I’ve followed the performance tips to implement a function guard for setting up objects to be accessed in the inner loop of an algorithm, as follows:
function fast_marching!(grid::Matrix{T}, h::Real, maxdist::Real=1) where {T <: AbstractFloat}
states = zeros(UInt8, size(grid))::Matrix{UInt8}
fast_marching!(states, grid, h, maxdist)
end
where the last line of the function calls the “real” algorithm that reads and writes to the preallocated states array along with the other inputs. The inner function seems to run fine, with just a few bytes of memory usage (6 allocs):
using BenchmarkTools
grid = ones(200,200)
grid[100,100] = 0
states = zeros(UInt8, size(grid))
@benchmark fast_marching!($states, $grid, 0.025, 4)
BenchmarkTools.Trial:
memory estimate: 848 bytes
allocs estimate: 6
--------------
minimum time: 433.333 μs (0.00% GC)
median time: 467.555 μs (0.00% GC)
mean time: 489.823 μs (0.00% GC)
maximum time: 2.914 ms (0.00% GC)
--------------
samples: 10000
evals/sample: 1
But the outer function seems to run a totally different version of the algorithm:
@benchmark fast_marching!($grid, 0.025, 4)
BenchmarkTools.Trial:
memory estimate: 49.10 MiB
allocs estimate: 1788630
--------------
minimum time: 114.365 ms (2.80% GC)
median time: 118.648 ms (2.74% GC)
mean time: 118.945 ms (3.07% GC)
maximum time: 127.768 ms (2.38% GC)
--------------
samples: 43
evals/sample: 1
The only difference between these functions is that the fist one pre-allocates an array before calling the second. The number of allocations suggests that this is happening in the inner loop. Are they compiling differently for some reason? I thought the function guard is supposed to mitigate exactly that problem by compiling the “core” part of the algorithm separately.
(As an aside, should I be using a function guard here? If not, my question about why these differ so drastically still stands).
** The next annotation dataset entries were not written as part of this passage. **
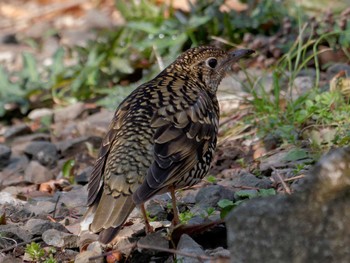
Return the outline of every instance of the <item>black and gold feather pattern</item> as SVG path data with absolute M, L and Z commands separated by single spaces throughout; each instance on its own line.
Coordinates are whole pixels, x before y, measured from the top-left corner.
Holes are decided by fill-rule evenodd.
M 251 53 L 190 49 L 119 105 L 88 185 L 85 219 L 102 242 L 113 239 L 135 205 L 207 174 L 218 132 L 217 87 L 231 64 Z

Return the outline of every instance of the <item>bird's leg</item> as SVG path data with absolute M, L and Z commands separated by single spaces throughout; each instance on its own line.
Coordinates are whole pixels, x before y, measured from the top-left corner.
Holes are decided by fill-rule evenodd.
M 147 217 L 147 213 L 146 213 L 146 208 L 145 208 L 145 204 L 142 203 L 140 205 L 141 207 L 141 213 L 143 215 L 143 219 L 145 220 L 145 228 L 146 228 L 146 233 L 153 233 L 154 232 L 154 229 L 153 227 L 149 224 L 149 221 L 148 221 L 148 217 Z
M 177 206 L 176 206 L 175 187 L 170 186 L 169 191 L 171 194 L 171 203 L 173 205 L 173 213 L 174 213 L 173 225 L 176 226 L 180 223 L 180 220 L 179 220 L 179 212 L 177 211 Z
And here is the code for the actual algorithm being executed:
using DataStructures
function fast_marching!(states::Matrix{UInt8}, grid::Matrix{T}, h::Real, maxdist::Real) where {T <: AbstractFloat}
L = PriorityQueue{CartesianIndex{2}, T}()
for i in eachindex(grid)
if grid[i] <= 0
states[i] = 2
else
grid[i] = maxdist
end
end
R = CartesianIndices(grid)
Ifirst, Ilast = first(R), last(R)
Iv = CartesianIndex(1, 0)
Ih = CartesianIndex(0, 1)
for I in R
if states[I] == 0 &&
(states[max(Ifirst, I-Iv)] == 2 ||
states[max(Ifirst, I-Ih)] == 2 ||
states[min(Ilast, I+Ih)] == 2 ||
states[min(Ilast, I+Iv)] == 2)
states[I] = 1
dist = compute_distance(grid, I, Ifirst, Ilast, h, maxdist)
grid[I] = dist
enqueue!(L, I, dist)
end
end
#main loop
while !isempty(L)
I = dequeue!(L)
states[I] = 2
for Ii = (Iv, Ih)
for J = (min(I+Ii, Ilast), max(I-Ii, Ifirst))
if states[J] != 2
dist = compute_distance(grid, J, Ifirst, Ilast, h, maxdist)
if dist < grid[J]
grid[J] = dist
if states[J] == 1
L[J] = dist
else
states[J] = 1
enqueue!(L, J, dist)
end
end
end
end
end
end
return nothing
end
function compute_distance(grid::Matrix{T}, I::CartesianIndex{2}, Ifirst::CartesianIndex{2}, Ilast::CartesianIndex{2}, h::Real, maxdist::Real) where {T <: AbstractFloat}
Iv = CartesianIndex(1, 0)
Ih = CartesianIndex(0, 1)
Uh = Uv = maxdist
function m(Ii)
Jfirst = max(I-Ii, Ifirst)
Ufirst = Jfirst == I ? maxdist : grid[Jfirst]
Jlast = min(I+Ii, Ilast)
Ulast = Jlast == I ? maxdist : grid[Jlast]
Umin = min(Ufirst, Ulast)
end
Uh, Uv = m(Ih), m(Iv)
if Uh < maxdist && Uv < maxdist
disc = 2*h^2-(Uh-Uv)^2
if disc >= 0
return min(0.5*(Uh+Uv)+0.5*sqrt(disc), maxdist)
end
end
Umin = min(Uv, Uh)
return min(h+Umin, maxdist)
end